Unter Rose entwickelte sich Salzburg zur Fußballstadt, vermittelte der Klub  das Gefühl, sein Eigenleben zu entwickeln, nicht mehr in der Red Bull-Rangliste punkto Wichtigkeit klar hinter RB Leipzig zu stehen und das tun zu müssen, was woanders entschieden wird,  Und genau das glauben mit der Bestellung von Marsch wieder viele mehr als  zuvor, was gar nichts mit den Qualitäten des Amerikaners zu tun hat.  Schon der Wechsel von Amadou Haidara im Jänner von Salzburg nach Leipzig, der bevorstehende von Hannes Wolf im Juli, nährten wieder den Verdacht, dass sich Salzburg den Befehlen aus Leipzig  von Boss Oliver Mintzlaff und Rangnick fügen muss. Wie zuvor bei Naby Keita, Marcel Sabitzer, Stefan Ilsanker, Dayot Upamecano, Konrad Laimer oder Peter Gulacsi. Die Wahl von Marsch als Roses Nachfolger wird sie in ihrem Glauben noch  bestärken.  Der Sager von Freund am Sonntag bei Sky, wonach Rangnick nichts mit Salzburg zu tun hat, er über solche Vermutungen nur schmunzeln könne, wird die Zweifel nicht beseitigen können. Im Gegenteil, viele Salzburg-Fans werden das nicht ernst nehmen.

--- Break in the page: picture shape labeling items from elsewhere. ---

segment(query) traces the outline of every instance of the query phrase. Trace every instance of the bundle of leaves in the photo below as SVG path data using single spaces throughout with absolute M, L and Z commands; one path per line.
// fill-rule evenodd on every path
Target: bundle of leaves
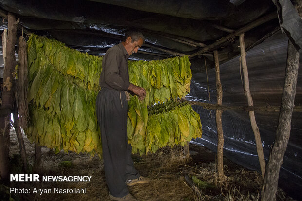
M 56 152 L 63 149 L 101 155 L 95 100 L 100 89 L 102 57 L 80 53 L 56 40 L 34 34 L 30 35 L 27 44 L 30 121 L 26 133 L 29 139 L 54 148 Z M 169 131 L 170 143 L 166 140 L 155 140 L 153 138 L 158 138 L 159 134 L 147 132 L 147 125 L 151 124 L 148 128 L 153 126 L 149 122 L 148 105 L 176 100 L 189 91 L 191 73 L 188 57 L 130 61 L 129 65 L 130 82 L 144 87 L 147 92 L 144 101 L 133 96 L 128 103 L 128 138 L 133 150 L 141 153 L 154 151 L 156 147 L 182 144 L 194 136 L 201 136 L 201 125 L 196 128 L 197 124 L 191 124 L 192 120 L 187 117 L 178 117 L 177 121 L 186 122 L 183 124 L 188 126 L 184 128 L 188 130 L 182 135 Z M 188 106 L 190 113 L 193 114 Z M 178 116 L 186 117 L 184 114 Z M 200 124 L 196 114 L 190 118 L 195 117 Z M 189 124 L 194 125 L 194 128 L 189 128 Z M 193 133 L 188 135 L 188 132 Z

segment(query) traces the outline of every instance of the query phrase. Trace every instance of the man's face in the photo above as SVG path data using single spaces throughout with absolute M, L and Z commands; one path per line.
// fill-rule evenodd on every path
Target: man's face
M 126 40 L 124 46 L 130 56 L 133 53 L 136 53 L 138 48 L 141 47 L 143 43 L 143 41 L 142 38 L 139 38 L 138 40 L 132 42 L 131 37 L 129 37 Z

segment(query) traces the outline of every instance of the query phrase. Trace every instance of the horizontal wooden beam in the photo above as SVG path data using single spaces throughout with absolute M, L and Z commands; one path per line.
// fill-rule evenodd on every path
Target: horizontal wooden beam
M 202 106 L 207 110 L 245 110 L 255 111 L 279 112 L 280 106 L 229 106 L 223 105 L 212 104 L 208 103 L 203 103 L 198 101 L 192 101 L 182 99 L 182 101 L 189 102 L 192 105 Z M 294 112 L 302 112 L 302 106 L 297 106 L 294 107 Z
M 234 29 L 230 29 L 228 27 L 226 27 L 224 26 L 220 25 L 218 24 L 211 24 L 210 25 L 214 28 L 227 33 L 233 33 L 235 31 Z
M 183 54 L 183 53 L 178 53 L 176 52 L 174 52 L 174 51 L 172 51 L 170 50 L 166 50 L 165 49 L 163 49 L 163 48 L 159 48 L 157 47 L 155 47 L 153 45 L 150 45 L 149 44 L 144 44 L 143 45 L 143 46 L 144 47 L 148 47 L 149 48 L 153 48 L 155 50 L 159 50 L 161 51 L 162 52 L 163 52 L 164 53 L 169 53 L 169 54 L 170 54 L 172 55 L 173 55 L 174 56 L 185 56 L 186 54 Z
M 250 30 L 253 28 L 256 27 L 265 22 L 277 18 L 277 15 L 276 12 L 270 13 L 265 16 L 263 17 L 256 20 L 250 23 L 249 24 L 244 26 L 243 27 L 234 31 L 234 32 L 229 34 L 228 35 L 223 37 L 220 40 L 217 40 L 214 43 L 203 48 L 198 52 L 192 54 L 189 56 L 189 58 L 192 58 L 202 53 L 208 51 L 212 51 L 220 47 L 221 45 L 229 40 L 231 40 L 236 37 L 239 36 L 241 34 L 245 33 Z

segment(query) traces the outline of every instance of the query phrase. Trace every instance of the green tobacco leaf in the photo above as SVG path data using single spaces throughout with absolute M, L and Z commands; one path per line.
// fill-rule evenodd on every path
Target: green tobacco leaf
M 177 115 L 179 129 L 185 137 L 188 137 L 190 134 L 188 120 L 181 113 L 179 112 Z

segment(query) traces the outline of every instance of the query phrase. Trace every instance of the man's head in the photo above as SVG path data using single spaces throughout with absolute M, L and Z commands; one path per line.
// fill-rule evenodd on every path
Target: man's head
M 123 38 L 122 43 L 129 55 L 137 53 L 138 48 L 144 44 L 145 37 L 137 31 L 130 30 L 126 32 Z

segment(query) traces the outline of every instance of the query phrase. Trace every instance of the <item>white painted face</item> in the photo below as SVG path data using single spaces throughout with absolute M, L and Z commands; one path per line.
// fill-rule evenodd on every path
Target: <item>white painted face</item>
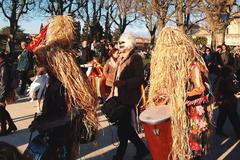
M 120 37 L 118 41 L 118 50 L 123 53 L 127 49 L 126 39 L 125 37 Z
M 135 46 L 135 38 L 130 34 L 123 34 L 118 41 L 118 50 L 124 53 L 126 50 L 131 50 Z

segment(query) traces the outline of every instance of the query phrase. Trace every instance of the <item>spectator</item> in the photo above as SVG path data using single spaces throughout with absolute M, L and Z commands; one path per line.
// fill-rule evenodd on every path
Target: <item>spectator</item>
M 107 86 L 107 92 L 110 93 L 111 88 L 113 86 L 114 81 L 114 75 L 117 69 L 117 60 L 119 57 L 119 51 L 118 49 L 112 49 L 109 52 L 110 58 L 107 60 L 106 64 L 103 68 L 103 74 L 106 77 L 106 86 Z
M 141 97 L 141 84 L 143 83 L 143 62 L 138 54 L 134 54 L 135 39 L 131 35 L 123 34 L 119 39 L 119 67 L 116 79 L 113 83 L 115 87 L 112 91 L 117 96 L 120 103 L 128 106 L 128 112 L 119 120 L 117 127 L 120 145 L 117 148 L 113 160 L 122 160 L 130 140 L 137 149 L 136 160 L 141 160 L 149 155 L 149 151 L 142 140 L 137 135 L 131 124 L 131 111 Z
M 13 47 L 12 35 L 10 35 L 7 38 L 7 42 L 6 42 L 6 48 L 5 48 L 5 54 L 6 55 L 11 55 L 12 54 L 12 47 Z
M 222 44 L 221 57 L 222 57 L 223 65 L 233 66 L 233 56 L 230 53 L 230 50 L 226 44 Z
M 203 59 L 209 70 L 210 85 L 213 87 L 220 74 L 220 68 L 222 66 L 221 56 L 218 52 L 212 52 L 209 47 L 206 47 L 205 53 L 203 54 Z
M 6 55 L 2 52 L 0 54 L 0 123 L 1 123 L 1 133 L 0 136 L 7 135 L 12 131 L 16 131 L 17 127 L 13 123 L 13 120 L 6 110 L 6 98 L 10 89 L 10 70 L 6 62 Z M 7 124 L 8 122 L 8 129 Z
M 234 69 L 236 71 L 237 80 L 240 81 L 240 46 L 234 48 Z
M 1 160 L 26 160 L 15 146 L 6 142 L 0 142 Z
M 82 42 L 82 62 L 83 64 L 88 63 L 90 61 L 93 60 L 93 52 L 91 51 L 91 49 L 88 46 L 88 42 L 87 41 L 83 41 Z
M 230 66 L 224 66 L 221 71 L 221 77 L 217 83 L 216 102 L 219 103 L 219 113 L 217 117 L 216 133 L 226 136 L 223 131 L 223 125 L 228 117 L 235 133 L 240 137 L 240 121 L 237 114 L 237 98 L 235 97 L 236 85 L 234 84 L 233 69 Z
M 22 53 L 18 56 L 18 66 L 17 70 L 19 72 L 20 80 L 22 81 L 21 89 L 19 94 L 24 95 L 26 90 L 26 85 L 31 85 L 32 81 L 28 77 L 28 73 L 31 69 L 31 53 L 26 49 L 26 42 L 21 42 Z
M 37 68 L 37 75 L 30 85 L 29 95 L 31 97 L 31 101 L 37 98 L 38 106 L 37 113 L 41 112 L 41 100 L 44 96 L 45 90 L 48 87 L 48 74 L 45 67 Z

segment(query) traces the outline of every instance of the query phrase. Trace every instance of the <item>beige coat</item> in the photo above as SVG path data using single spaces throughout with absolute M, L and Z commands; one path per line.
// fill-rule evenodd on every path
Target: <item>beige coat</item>
M 119 64 L 119 80 L 126 82 L 125 86 L 118 87 L 118 97 L 122 104 L 134 105 L 141 98 L 141 84 L 144 80 L 142 57 L 133 51 L 121 60 Z
M 114 62 L 112 58 L 109 58 L 103 67 L 103 74 L 106 77 L 106 85 L 109 87 L 113 86 L 116 69 L 117 63 Z

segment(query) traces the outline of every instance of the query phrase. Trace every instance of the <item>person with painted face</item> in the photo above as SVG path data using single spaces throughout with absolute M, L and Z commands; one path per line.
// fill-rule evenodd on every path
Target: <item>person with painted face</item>
M 142 58 L 134 53 L 134 48 L 135 38 L 130 34 L 123 34 L 119 39 L 120 57 L 112 94 L 119 98 L 121 104 L 128 107 L 128 111 L 117 123 L 120 145 L 113 160 L 123 159 L 128 140 L 135 145 L 137 150 L 134 159 L 142 160 L 150 156 L 149 150 L 131 124 L 131 111 L 140 99 L 141 84 L 144 80 Z

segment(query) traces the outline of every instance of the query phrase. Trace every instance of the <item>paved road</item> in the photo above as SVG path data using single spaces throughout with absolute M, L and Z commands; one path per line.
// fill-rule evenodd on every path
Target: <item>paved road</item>
M 18 127 L 18 131 L 14 134 L 0 137 L 0 141 L 6 141 L 13 144 L 23 152 L 27 147 L 30 135 L 27 127 L 33 120 L 36 105 L 37 102 L 29 102 L 29 99 L 22 98 L 16 104 L 7 106 L 7 109 L 10 111 L 12 118 Z M 214 114 L 216 117 L 217 110 Z M 109 126 L 105 117 L 101 115 L 101 113 L 99 113 L 99 115 L 100 128 L 97 141 L 95 143 L 80 146 L 81 157 L 79 160 L 111 160 L 111 157 L 116 151 L 116 128 L 114 126 Z M 240 141 L 234 137 L 234 132 L 229 121 L 225 124 L 224 129 L 226 133 L 230 135 L 230 138 L 214 136 L 213 147 L 211 152 L 205 158 L 206 160 L 240 159 Z M 37 135 L 37 133 L 34 133 L 34 136 L 35 135 Z M 141 137 L 144 139 L 143 135 L 141 135 Z M 125 159 L 131 160 L 134 154 L 134 146 L 129 144 Z

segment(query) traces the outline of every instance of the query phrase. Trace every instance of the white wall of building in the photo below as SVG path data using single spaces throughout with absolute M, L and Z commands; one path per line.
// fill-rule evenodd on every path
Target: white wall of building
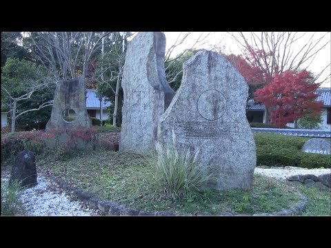
M 102 121 L 107 120 L 109 117 L 109 110 L 102 110 Z M 95 118 L 98 120 L 100 120 L 100 110 L 97 110 L 95 112 Z
M 331 124 L 327 124 L 327 115 L 328 115 L 328 110 L 326 107 L 322 108 L 322 122 L 319 124 L 319 129 L 322 130 L 331 130 Z M 288 123 L 286 124 L 288 127 L 294 127 L 294 123 Z
M 327 124 L 327 114 L 328 114 L 328 109 L 326 107 L 323 107 L 322 110 L 322 123 L 320 124 L 321 129 L 323 130 L 331 130 L 331 124 Z
M 1 112 L 1 128 L 7 127 L 8 125 L 8 113 L 7 112 Z

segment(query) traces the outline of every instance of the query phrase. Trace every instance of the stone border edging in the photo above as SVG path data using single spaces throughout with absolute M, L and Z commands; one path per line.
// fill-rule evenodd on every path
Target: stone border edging
M 176 214 L 168 211 L 146 211 L 126 208 L 123 205 L 118 205 L 110 200 L 103 200 L 99 197 L 86 193 L 79 189 L 75 186 L 70 186 L 59 177 L 55 177 L 52 175 L 48 175 L 52 180 L 57 183 L 59 186 L 69 194 L 77 196 L 83 203 L 88 205 L 91 207 L 100 210 L 106 216 L 212 216 L 209 213 L 199 213 L 199 214 Z M 297 190 L 296 190 L 297 191 Z M 308 204 L 307 197 L 297 191 L 300 200 L 302 202 L 296 204 L 294 207 L 288 209 L 282 209 L 280 211 L 274 211 L 272 214 L 259 213 L 254 214 L 252 216 L 292 216 L 292 214 L 301 212 Z M 246 214 L 233 214 L 230 212 L 219 213 L 217 216 L 251 216 Z

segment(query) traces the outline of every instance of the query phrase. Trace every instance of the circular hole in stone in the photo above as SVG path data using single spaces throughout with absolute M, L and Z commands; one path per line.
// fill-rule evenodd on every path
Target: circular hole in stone
M 62 112 L 62 118 L 66 122 L 72 122 L 76 118 L 76 112 L 72 109 L 66 109 Z

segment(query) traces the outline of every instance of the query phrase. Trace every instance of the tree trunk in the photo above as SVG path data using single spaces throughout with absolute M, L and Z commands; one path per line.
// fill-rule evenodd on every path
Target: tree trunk
M 14 100 L 14 105 L 12 107 L 12 125 L 10 132 L 13 133 L 15 132 L 15 123 L 16 123 L 16 105 L 17 105 L 17 100 Z
M 102 127 L 102 116 L 103 106 L 102 105 L 102 97 L 100 98 L 100 126 Z
M 120 69 L 119 77 L 117 78 L 117 83 L 116 83 L 115 92 L 115 106 L 114 107 L 114 114 L 112 114 L 112 125 L 116 127 L 116 116 L 117 116 L 117 109 L 119 108 L 119 92 L 121 85 L 121 76 L 122 75 L 122 69 Z

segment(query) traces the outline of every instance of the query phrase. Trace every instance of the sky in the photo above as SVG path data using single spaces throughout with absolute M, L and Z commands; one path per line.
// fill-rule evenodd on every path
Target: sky
M 247 34 L 248 32 L 244 32 Z M 168 51 L 170 48 L 176 42 L 176 39 L 179 37 L 181 39 L 181 37 L 183 37 L 186 32 L 164 32 L 166 38 L 166 50 Z M 321 37 L 325 34 L 325 32 L 299 32 L 297 36 L 303 35 L 302 38 L 299 39 L 296 42 L 296 45 L 294 47 L 295 54 L 296 50 L 301 49 L 305 44 L 306 44 L 309 40 L 309 38 L 314 34 L 314 39 Z M 174 49 L 172 52 L 171 57 L 174 56 L 176 54 L 181 53 L 185 49 L 190 48 L 194 43 L 194 42 L 200 37 L 200 40 L 203 39 L 202 41 L 197 43 L 195 47 L 197 48 L 203 48 L 206 50 L 212 50 L 216 45 L 217 48 L 221 48 L 223 52 L 225 54 L 233 53 L 235 54 L 240 54 L 240 49 L 239 48 L 237 43 L 234 41 L 231 36 L 226 32 L 193 32 L 189 37 L 183 42 L 182 44 L 179 45 L 175 49 Z M 317 55 L 314 58 L 312 62 L 309 65 L 308 70 L 313 72 L 314 74 L 317 74 L 321 71 L 324 69 L 328 65 L 329 66 L 321 75 L 317 82 L 319 82 L 325 79 L 328 75 L 331 73 L 331 67 L 330 64 L 330 57 L 331 52 L 330 41 L 331 34 L 329 32 L 327 34 L 323 39 L 321 44 L 325 44 L 328 41 L 329 43 L 326 45 L 321 51 L 319 52 Z M 203 39 L 203 38 L 205 38 Z M 310 61 L 307 62 L 305 66 L 308 65 Z M 321 87 L 331 87 L 331 83 L 330 78 L 326 81 L 325 81 Z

Marsh war als Spieler einer von nur drei, der in der ersten 14 Jahren der Major League Soccer durchgehend aktiv war. Bei DC United in Washington, Chicago und CD Chivas. Zwei Länderspiele bestritt er für die USA. Als Trainer? Eine Saison Assistent beim US-Team, 2012 bei Montreal Impact, dann Pause bis 2015, als er bei der New Yorker Red Bull-Filiale anheuerte, dort drei Jahre blieb, im ersten Jahr zum Trainer der Saison gewählt wurde, ab 2016 mit Daniel Royer einen Österreicher und mit dem Deutschen Marc Rzatkowski einen Ex-Salzburger trainierte. Seit Sommer 2018 assistierte er Rangnick in Leipzig. Jetzt fühlt er sich geehrt, weil in Salzburg die Wahl auf ihn fiel. Der Kontakt zu Freund bestand schon seit Jahren, man stand ständig im Austausch. Wie gut Salzburg ist, merkte er auf Leipzigs Bank bei den zwei Niederlagen in den Gruppenspielen der Europa League: „Wir sind fachlich und menschlich von ihm überzeugt“, versicherte Freund, „er kennt unsere Philosophie und Art, Fußball zu spielen.“

Somit bleibt Adi Hütter der letzte österreichische Trainer bei Salzburg, der für Red Bull-Ansprüche gut genug war. Aber er hörte nach einer Saison mit dem Double 2015 bekanntlich auf, weil er unter anderem mit der vorgegebenen Red Bull-Strategie von Rangnick nicht immer einverstanden war. Warum auch immer, der ist bei den Salzburg-Fans trotz seiner Verdienste um den Klub eine Reizfigur. Jetzt haben viele den Eindruck, Rangnick habe Marsh nach Salzburg geschickt, weil er als Assistent beim künftigen Leipzig-Trainer Julian Nagelsmann kein Thema war. Daher wird der Amerikaner anfangs keinen leichten Stand haben. Wird nur mit Erfolgen argumentieren können. Das trifft aber eigentlich auf alle Trainer zu. Interessant wird die Wahl seiner Assistenten. Denn nur Rene Aufhauser und Herbert Ilsanker bleiben aus dem Rose-Team übrig.